Чего Наташке, при её равнодушии к учёбе, хотелось чуть ли не с девятого класса, – это выйти замуж. Татьяна с Раисой переглядывались: главное желание у девчонки!.. Больше всего любила говорить о том, какая у неё свадьба будет, какое платье и фата… Какой дом у них с мужем будет, какие дети. Наташка красивая: волосы тёмно-русые, а глаза серые, как и у всех у них, – ещё из той самой, уже туманной, дали. Сильная и гибкая, – такая же, как все женщины в их роду. И очень рано Наташка чувствовала, что женой она будет хорошей, что есть в ней всё, чтобы муж любил её, и она мужа любила бы. И это было гораздо важнее, чем учёба. Мальчишкам Наташка нравилась, – бегали за ней ещё с пятого класса. То Илюшка Бегунков на велосипеде катал её – аж на тот край степи, то Вадик Аршинцев первые степные ясно-жёлтые тюльпаны в Натахин портфель незаметно подкладывал. В старших классах уже на новеньком мотоцикле катал Наташку Олег Марков. Учительницы и мамы подружек головами качали, предупреждали Татьяну: ранняя она у тебя, за такой глаз да глаз нужен. Один на мотоцикле катает, другие после школьной дискотеки провожают… А Натаха смеялась, откровенно-беззастенчиво успокаивала мать:
- Мам, да я ещё ни с кем не целовалась!
После выпускного Наташка не долго думала: прямо при шахте был учебный комбинат, где учили на рукоятчиц, – так в просторечии называют одну из самых главных женских шахтёрских профессий. А вообще-то, – стволовая поверхности. На курсах Наташка училась неожиданно серьёзно, на одни пятёрки, легко и быстро разобралась в системах управления спуском-подъёмом. Матери с тёткой Раисой гордо объясняла: я же буду спускать шахтёров в забой… а самое главное, – буду поднимать их на-гора. (На-гора – не на гору! – неотъемлемое шахтёрское понятие, означает – наверх, на поверхность шахты. В древнерусском языке слово «гора» означало «наверху»,– вот так красиво и загадочно: из шахтной глубины всё то, что остаётся под солнцем и звёздами, всё, что остаётся наверху, называют – гора, примечание автора).

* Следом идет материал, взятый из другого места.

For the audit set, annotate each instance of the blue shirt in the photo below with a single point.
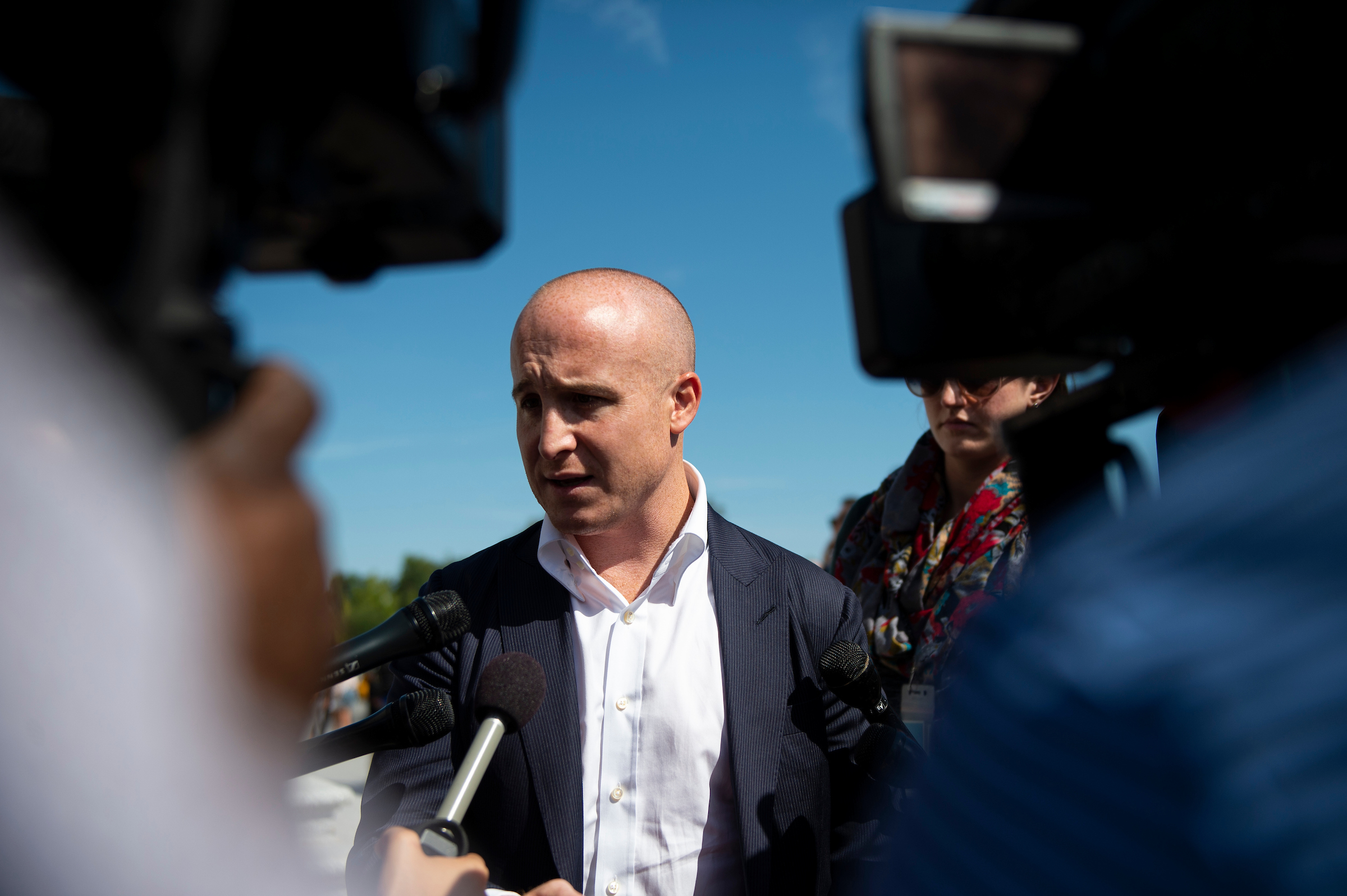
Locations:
(1164, 709)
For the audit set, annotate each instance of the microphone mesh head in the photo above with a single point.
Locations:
(428, 716)
(844, 663)
(514, 686)
(441, 618)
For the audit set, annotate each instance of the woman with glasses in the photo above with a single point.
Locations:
(945, 534)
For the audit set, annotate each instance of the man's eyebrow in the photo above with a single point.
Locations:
(597, 390)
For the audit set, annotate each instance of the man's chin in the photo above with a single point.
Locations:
(580, 521)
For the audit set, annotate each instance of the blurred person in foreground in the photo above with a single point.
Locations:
(945, 535)
(1163, 709)
(193, 575)
(684, 746)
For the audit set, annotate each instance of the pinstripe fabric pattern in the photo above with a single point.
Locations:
(789, 739)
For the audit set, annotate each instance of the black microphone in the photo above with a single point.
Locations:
(426, 624)
(415, 720)
(508, 693)
(887, 751)
(849, 673)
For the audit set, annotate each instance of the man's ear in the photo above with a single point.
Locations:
(688, 398)
(1042, 387)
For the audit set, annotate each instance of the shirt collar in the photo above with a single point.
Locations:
(690, 544)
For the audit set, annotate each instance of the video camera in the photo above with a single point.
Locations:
(1152, 186)
(163, 142)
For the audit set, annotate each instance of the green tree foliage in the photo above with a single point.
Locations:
(368, 600)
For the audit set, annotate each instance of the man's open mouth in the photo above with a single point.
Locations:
(569, 481)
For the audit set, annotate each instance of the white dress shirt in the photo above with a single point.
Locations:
(659, 803)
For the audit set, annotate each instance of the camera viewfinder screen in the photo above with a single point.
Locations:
(966, 108)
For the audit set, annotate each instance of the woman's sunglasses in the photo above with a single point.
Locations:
(978, 390)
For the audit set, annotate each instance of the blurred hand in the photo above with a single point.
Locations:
(410, 872)
(557, 887)
(267, 531)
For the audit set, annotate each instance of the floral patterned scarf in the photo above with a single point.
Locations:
(919, 585)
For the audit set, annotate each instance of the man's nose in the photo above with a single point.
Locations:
(557, 435)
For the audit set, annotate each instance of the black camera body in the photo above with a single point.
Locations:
(1153, 185)
(163, 142)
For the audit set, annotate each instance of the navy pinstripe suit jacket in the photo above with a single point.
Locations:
(798, 794)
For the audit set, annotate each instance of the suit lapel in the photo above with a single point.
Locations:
(537, 620)
(755, 660)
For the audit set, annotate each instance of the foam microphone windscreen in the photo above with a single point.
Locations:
(512, 686)
(425, 716)
(441, 618)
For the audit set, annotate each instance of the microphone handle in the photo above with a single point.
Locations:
(372, 733)
(395, 636)
(884, 713)
(443, 836)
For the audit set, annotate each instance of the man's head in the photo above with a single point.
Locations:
(603, 363)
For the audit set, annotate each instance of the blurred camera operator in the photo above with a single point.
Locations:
(946, 532)
(192, 575)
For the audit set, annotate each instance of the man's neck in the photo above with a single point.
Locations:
(627, 555)
(964, 479)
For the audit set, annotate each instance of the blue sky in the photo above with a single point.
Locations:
(706, 145)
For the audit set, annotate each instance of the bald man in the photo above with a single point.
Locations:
(685, 747)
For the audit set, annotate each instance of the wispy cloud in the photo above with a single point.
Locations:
(829, 54)
(636, 22)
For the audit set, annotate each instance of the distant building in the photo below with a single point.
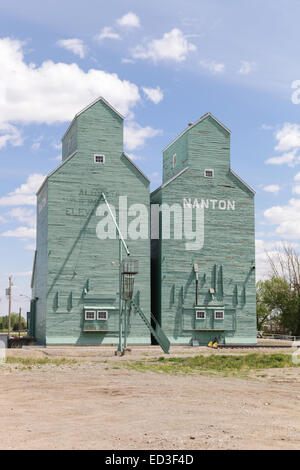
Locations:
(202, 247)
(204, 289)
(75, 282)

Илюшка с Вадиком после горного техникума уже работали на соседних шахтах, женились оба. Олег Марков остался в армии, на сверхсрочную. Толик Любавин и Максим Ефимов, что наперебой провожали Натаху с дискотеки, машиностроительный в Луганске окончили, на тепловозостроительном работают, а невест нашли ещё в студенческие годы, женились… Как-то непостижимо получалось, что вокруг Натахи всё равно оставалась пустота: все, кто когда-то катал её на велосипеде или на мотоцикле, кто подкладывал в портфель цветы, провожал после дискотеки, – незаметно куда-то уходили, уезжали, встречали других девушек, – совсем необъяснимо… Поселковые бабы, правда, были уверены: чтоб замуж выйти, женой стать, – гулять меньше надо!.. Наташкины тёмные реснички удивлённо и обиженно вздрагивали, когда себе вслед слышала такие колкие замечания: никто не знает, как ей хочется, чтобы всё-всё – самое сокровенное… самое желанное… чтобы всё – ему одному, тому, кто мужем станет…

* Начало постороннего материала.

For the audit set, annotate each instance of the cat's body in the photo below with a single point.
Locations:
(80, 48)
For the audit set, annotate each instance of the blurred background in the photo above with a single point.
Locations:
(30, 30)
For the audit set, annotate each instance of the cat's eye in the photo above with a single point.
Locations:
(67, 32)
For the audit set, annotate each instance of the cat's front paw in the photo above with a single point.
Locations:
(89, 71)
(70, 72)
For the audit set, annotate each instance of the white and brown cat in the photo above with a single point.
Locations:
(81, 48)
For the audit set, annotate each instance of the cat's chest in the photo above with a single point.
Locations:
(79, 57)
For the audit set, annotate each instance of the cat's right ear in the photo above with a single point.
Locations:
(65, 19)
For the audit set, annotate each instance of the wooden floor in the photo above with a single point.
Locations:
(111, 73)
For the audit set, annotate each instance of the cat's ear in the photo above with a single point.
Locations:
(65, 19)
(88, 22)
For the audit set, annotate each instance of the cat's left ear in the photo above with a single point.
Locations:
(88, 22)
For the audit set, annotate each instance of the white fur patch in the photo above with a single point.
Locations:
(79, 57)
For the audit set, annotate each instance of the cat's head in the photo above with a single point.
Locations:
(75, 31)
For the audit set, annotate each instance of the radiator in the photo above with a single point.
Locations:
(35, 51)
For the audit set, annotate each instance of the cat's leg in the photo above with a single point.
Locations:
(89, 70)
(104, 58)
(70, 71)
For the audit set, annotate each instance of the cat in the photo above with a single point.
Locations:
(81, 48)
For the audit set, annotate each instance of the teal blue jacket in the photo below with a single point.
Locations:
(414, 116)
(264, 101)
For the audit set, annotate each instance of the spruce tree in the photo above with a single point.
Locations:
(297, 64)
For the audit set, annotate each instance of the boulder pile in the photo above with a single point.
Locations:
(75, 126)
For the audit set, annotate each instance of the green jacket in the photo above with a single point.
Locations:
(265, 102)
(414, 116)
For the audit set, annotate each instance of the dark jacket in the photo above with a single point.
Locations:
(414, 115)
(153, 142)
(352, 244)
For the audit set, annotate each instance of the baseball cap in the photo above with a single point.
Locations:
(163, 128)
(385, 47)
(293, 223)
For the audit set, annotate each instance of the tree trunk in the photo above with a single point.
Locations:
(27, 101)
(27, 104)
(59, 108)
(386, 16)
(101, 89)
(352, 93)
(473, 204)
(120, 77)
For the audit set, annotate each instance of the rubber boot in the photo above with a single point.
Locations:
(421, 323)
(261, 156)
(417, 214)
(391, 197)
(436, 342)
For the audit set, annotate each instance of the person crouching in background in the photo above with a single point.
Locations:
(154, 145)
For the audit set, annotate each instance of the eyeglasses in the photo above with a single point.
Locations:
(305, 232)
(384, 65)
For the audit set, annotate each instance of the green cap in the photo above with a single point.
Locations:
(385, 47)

А замуж Наташку никто не брал. Пошутить, посмеяться… погулять, – таких немало находилось. Ну, и от всего остального, если б она позволила, никто не отказался бы: девчонка красивая… и сладкая, должно быть. Но Наташке замуж хотелось. Тайно и горестно она присматривалась к шахтёрам, которых каждую свою смену спускала в забой и поднимала на-гора: все красивые такие… весёлые, смелые, сильные и уверенные… И так хотелось, чтоб кто-то её полюбил… И предложил выйти замуж. А Наташку звали на свидания, даже цветы дарили и конфеты… А потом – ну, вот исчезали куда-то. Вроде и рядом оставались, – здесь же, на шахте, в посёлке. А женились – на других.

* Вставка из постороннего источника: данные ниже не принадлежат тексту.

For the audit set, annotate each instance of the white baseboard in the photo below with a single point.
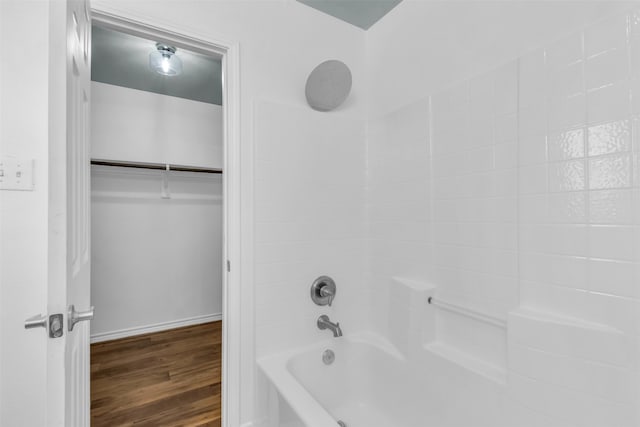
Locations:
(157, 327)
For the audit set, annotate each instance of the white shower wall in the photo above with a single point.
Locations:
(516, 193)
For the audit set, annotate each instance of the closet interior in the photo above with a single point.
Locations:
(156, 230)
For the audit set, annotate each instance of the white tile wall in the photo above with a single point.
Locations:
(398, 206)
(524, 202)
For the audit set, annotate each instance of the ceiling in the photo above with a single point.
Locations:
(361, 13)
(123, 60)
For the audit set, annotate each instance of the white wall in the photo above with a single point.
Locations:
(280, 42)
(134, 125)
(525, 207)
(156, 262)
(23, 215)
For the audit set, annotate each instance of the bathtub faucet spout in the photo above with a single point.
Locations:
(325, 323)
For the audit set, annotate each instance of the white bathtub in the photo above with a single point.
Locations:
(368, 385)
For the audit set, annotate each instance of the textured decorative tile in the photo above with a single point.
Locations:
(608, 138)
(567, 176)
(566, 145)
(610, 172)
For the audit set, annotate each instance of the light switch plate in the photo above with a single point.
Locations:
(16, 173)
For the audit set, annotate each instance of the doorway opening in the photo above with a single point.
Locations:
(159, 226)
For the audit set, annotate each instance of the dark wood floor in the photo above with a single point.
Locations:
(169, 378)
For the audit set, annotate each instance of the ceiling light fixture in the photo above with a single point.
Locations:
(164, 61)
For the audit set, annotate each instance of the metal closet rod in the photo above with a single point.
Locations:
(156, 166)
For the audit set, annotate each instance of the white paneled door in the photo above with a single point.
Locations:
(68, 377)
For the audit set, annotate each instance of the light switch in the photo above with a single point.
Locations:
(16, 173)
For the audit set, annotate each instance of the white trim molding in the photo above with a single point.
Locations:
(155, 327)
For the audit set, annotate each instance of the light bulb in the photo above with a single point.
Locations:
(165, 64)
(164, 61)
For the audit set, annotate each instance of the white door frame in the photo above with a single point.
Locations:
(231, 283)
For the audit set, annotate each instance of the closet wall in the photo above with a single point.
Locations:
(156, 261)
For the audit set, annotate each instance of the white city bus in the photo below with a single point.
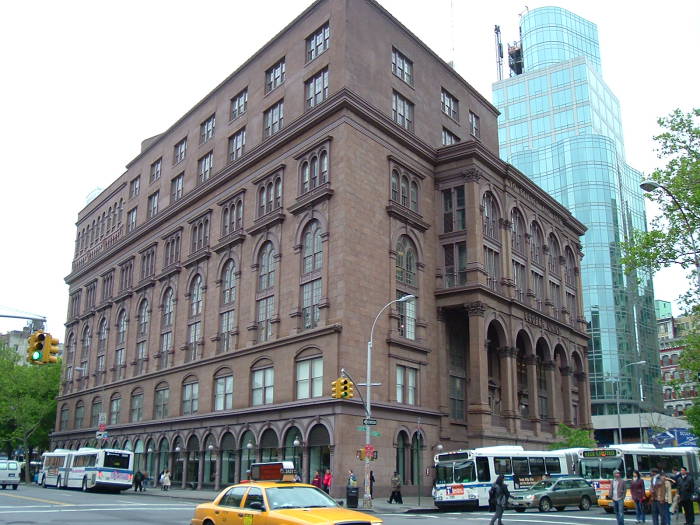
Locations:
(463, 477)
(54, 468)
(599, 464)
(88, 468)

Наташка уже не раз прибегала к любимой своей тётке Раисе, – чтоб помогла: вон сколько трав у неё вечно сушится. И из каждой готовит тётка какое-то тайное снадобье, и бабы в посёлке не раз – ну, как водится, по секрету – всему свету, – признавались, что помогает Раиса. Но Наташку с её пылкими просьбами-надеждами Раиса холодно отстраняла: нет. Строго говорила: любви и счастья самой надо дождаться… А потом – суметь не предать его. Это Раиса знала по скупым семейным преданиям, что передавались у них по женской линии…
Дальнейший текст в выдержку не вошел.